Salvini: Si lavora senza scontri tra i poteri
Dopo la riunione, il ministro delle Infrastrutture Matteo Salvini ha rassicurato che non ci sono scontri tra i poteri dello Stato. “Ci sto lavorando da tre anni e continuerò a farlo”, ha dichiarato, evidenziando l’importanza di rispettare le normative vigenti. Salvini ha sottolineato che l’obiettivo rimane quello di completare l’opera nei tempi previsti, affermando che “con sette anni, l’Italia avrà un ponte unico al mondo”.
La Corte dei Conti pone dei paletti
Mercoledì, la Corte dei Conti ha negato il via libera alla Delibera Cipess, riguardante il progetto del Ponte, a seguito di un’accurata analisi. Nonostante il parere sfavorevole della Corte, il governo ha la facoltà di proseguire i lavori. Secondo le norme, in caso di rifiuto di registrazione, l’amministrazione può richiedere una deliberazione del Consiglio dei ministri, che può decidere di andare avanti se l’atto è ritenuto di pubblico interesse.

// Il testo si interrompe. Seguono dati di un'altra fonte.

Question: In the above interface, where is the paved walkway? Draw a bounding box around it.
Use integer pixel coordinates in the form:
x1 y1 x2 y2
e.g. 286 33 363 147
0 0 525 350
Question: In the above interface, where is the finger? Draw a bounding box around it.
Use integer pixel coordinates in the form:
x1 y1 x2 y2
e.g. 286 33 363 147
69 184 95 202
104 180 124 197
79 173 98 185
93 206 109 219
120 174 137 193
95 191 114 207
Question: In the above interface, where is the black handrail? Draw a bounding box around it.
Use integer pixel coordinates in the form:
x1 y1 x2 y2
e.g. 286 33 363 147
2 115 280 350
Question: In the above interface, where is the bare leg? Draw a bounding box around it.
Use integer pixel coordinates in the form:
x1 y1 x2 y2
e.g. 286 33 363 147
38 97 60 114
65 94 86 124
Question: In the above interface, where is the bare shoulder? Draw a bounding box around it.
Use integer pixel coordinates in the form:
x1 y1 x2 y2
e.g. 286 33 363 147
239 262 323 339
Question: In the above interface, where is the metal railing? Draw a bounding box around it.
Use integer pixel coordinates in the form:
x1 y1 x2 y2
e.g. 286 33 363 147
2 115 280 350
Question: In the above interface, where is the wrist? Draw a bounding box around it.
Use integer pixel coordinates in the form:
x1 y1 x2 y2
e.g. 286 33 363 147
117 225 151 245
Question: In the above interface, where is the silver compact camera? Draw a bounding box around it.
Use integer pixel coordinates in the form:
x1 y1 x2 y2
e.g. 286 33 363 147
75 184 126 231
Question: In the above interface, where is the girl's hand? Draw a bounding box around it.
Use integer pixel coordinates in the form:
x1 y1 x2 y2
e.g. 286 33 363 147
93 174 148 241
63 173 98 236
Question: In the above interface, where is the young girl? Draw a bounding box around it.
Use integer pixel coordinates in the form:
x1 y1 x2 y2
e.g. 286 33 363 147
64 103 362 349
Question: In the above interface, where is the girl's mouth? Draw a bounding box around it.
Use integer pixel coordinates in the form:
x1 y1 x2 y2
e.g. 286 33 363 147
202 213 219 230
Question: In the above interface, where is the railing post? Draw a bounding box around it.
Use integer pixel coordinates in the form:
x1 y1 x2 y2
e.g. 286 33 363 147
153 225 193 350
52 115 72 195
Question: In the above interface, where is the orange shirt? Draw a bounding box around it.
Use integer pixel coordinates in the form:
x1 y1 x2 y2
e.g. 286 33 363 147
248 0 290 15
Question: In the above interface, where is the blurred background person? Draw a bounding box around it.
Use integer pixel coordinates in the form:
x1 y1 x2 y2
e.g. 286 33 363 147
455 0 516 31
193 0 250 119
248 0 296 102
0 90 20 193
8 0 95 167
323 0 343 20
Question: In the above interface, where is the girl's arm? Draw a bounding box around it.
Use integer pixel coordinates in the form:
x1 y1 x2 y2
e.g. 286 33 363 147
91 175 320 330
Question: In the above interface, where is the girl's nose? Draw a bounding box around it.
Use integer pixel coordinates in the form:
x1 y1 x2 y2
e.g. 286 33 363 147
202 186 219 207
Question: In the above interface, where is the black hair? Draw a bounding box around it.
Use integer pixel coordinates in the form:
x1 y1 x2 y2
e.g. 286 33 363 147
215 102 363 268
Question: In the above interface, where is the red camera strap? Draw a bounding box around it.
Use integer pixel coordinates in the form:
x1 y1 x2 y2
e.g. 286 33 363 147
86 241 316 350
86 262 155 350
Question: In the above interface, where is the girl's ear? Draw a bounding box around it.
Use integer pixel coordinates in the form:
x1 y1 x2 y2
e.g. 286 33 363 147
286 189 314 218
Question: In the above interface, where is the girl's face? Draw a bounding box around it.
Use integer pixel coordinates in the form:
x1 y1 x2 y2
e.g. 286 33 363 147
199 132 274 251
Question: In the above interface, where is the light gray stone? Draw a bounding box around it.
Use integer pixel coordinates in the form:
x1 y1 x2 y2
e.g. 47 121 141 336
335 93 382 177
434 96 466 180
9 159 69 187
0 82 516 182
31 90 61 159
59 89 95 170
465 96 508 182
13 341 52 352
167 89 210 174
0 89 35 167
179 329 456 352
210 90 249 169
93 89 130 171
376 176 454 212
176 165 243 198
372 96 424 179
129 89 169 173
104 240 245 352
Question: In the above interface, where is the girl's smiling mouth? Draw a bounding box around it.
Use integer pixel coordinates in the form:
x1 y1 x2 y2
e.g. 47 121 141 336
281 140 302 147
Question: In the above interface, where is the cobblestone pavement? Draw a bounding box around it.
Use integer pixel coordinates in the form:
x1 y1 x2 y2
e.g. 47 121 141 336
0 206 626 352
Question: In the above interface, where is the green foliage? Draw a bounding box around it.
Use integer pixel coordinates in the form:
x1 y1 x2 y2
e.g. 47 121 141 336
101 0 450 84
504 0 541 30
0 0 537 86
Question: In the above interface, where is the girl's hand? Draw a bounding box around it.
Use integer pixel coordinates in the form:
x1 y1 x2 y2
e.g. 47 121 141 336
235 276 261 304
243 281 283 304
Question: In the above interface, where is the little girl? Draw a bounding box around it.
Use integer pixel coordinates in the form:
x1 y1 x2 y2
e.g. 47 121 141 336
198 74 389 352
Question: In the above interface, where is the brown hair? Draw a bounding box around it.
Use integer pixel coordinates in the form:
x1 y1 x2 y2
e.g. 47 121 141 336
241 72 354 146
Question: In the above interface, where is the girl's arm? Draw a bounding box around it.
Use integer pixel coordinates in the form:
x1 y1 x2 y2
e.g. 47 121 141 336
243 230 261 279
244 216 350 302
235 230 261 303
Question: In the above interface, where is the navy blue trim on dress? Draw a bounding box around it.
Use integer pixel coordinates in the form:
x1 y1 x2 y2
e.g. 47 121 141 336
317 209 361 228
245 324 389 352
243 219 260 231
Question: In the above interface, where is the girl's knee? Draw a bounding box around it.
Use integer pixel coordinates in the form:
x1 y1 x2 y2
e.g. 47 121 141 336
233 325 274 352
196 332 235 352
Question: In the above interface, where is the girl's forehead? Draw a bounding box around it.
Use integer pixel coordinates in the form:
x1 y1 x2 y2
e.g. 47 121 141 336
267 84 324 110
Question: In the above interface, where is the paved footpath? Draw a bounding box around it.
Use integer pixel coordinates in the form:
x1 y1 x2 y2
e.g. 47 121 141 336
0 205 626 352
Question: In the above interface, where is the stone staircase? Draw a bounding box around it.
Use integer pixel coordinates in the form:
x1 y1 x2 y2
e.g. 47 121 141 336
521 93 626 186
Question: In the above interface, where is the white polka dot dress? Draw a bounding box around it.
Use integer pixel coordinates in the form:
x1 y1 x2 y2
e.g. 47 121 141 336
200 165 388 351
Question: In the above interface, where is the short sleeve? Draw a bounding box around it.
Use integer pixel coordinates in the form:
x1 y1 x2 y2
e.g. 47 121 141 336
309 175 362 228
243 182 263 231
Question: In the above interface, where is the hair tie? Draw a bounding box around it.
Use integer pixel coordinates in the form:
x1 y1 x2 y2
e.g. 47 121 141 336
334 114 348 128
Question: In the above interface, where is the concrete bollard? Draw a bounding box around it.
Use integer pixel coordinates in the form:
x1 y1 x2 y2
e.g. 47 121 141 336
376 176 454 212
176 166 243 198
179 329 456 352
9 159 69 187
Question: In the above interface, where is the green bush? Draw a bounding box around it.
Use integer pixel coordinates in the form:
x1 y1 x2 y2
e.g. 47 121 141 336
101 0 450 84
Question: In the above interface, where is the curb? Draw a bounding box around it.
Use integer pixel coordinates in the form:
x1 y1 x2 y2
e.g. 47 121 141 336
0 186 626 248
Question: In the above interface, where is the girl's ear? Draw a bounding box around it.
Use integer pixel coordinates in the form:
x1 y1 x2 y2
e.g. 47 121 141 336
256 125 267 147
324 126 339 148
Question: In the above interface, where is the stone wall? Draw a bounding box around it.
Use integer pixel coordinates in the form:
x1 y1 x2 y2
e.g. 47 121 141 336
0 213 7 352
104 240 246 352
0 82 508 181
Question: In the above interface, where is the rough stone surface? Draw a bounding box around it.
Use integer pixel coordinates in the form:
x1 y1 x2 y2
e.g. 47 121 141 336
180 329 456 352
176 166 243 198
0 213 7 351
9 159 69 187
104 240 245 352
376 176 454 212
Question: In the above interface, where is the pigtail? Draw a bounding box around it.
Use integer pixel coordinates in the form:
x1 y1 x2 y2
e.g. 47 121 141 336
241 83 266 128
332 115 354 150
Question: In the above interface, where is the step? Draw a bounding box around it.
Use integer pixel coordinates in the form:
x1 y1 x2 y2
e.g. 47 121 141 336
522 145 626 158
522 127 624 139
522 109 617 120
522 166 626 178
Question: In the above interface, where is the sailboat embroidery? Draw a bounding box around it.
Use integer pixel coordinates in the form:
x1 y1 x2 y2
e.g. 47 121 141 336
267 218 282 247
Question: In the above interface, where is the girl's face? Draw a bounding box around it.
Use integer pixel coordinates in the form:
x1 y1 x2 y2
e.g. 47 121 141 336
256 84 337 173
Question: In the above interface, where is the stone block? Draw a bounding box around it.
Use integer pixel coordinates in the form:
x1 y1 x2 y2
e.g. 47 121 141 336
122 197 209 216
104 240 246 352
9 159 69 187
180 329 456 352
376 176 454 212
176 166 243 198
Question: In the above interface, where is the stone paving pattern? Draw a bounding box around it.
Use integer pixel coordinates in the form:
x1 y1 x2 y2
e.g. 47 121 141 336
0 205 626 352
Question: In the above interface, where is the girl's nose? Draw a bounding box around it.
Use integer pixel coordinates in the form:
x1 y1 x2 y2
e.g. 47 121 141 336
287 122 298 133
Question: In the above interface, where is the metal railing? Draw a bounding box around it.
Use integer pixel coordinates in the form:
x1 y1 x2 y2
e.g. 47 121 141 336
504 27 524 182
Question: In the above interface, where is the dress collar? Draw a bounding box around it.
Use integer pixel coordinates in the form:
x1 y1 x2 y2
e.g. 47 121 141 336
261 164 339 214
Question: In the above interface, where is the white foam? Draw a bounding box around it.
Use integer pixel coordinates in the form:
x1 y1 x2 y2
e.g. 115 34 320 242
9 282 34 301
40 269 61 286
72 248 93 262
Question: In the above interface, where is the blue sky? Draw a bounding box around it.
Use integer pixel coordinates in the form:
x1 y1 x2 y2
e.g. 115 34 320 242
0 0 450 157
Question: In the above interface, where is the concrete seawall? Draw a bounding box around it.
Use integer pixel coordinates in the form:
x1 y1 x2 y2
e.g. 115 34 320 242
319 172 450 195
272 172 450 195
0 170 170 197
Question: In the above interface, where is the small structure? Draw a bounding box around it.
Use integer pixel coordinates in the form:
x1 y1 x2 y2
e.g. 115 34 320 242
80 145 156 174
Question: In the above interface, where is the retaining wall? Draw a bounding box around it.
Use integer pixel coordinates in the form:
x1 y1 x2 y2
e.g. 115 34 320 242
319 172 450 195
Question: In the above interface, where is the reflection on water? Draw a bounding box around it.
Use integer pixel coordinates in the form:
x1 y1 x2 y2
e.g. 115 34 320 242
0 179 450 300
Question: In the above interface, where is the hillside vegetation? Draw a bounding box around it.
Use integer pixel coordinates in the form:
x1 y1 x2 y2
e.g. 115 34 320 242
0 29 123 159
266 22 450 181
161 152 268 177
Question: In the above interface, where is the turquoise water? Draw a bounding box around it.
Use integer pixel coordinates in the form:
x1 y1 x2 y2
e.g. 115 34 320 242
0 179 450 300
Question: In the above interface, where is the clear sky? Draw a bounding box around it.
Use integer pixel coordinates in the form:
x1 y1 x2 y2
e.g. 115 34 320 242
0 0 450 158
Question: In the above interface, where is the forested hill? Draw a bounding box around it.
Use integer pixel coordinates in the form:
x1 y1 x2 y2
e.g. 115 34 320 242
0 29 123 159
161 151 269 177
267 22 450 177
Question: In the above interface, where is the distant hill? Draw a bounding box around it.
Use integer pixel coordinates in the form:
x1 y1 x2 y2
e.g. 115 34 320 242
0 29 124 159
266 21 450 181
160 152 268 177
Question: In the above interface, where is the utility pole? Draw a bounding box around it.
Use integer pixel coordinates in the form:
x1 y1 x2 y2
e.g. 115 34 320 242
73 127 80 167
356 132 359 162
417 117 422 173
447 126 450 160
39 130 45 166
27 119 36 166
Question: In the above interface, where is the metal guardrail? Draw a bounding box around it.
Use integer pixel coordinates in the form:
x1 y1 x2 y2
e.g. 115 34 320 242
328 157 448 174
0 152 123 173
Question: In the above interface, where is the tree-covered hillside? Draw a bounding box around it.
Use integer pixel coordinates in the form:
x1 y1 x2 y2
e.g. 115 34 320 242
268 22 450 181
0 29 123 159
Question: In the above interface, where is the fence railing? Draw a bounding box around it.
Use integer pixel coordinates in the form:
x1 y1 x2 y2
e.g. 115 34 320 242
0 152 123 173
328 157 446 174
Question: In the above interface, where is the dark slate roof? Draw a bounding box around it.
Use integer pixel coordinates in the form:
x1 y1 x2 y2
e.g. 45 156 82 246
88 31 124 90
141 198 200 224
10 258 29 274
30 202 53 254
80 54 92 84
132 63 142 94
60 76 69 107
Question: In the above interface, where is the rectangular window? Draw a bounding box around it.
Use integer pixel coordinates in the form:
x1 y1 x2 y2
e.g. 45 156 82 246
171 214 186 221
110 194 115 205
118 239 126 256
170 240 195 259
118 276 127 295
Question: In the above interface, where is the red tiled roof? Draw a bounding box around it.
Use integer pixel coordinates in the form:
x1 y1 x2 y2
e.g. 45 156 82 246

Le problematiche sollevate
Tra i punti contestati dai magistrati ci sono le coperture economiche del progetto, l’affidabilità delle stime di traffico e la conformità alle normative ambientali e antisismiche europee. Il consigliere della Corte, Carmela Mirabella, ha evidenziato anche la competenza del Cipess, giudicato un organo “politico”, sollevando ulteriori preoccupazioni sulla gestione del progetto.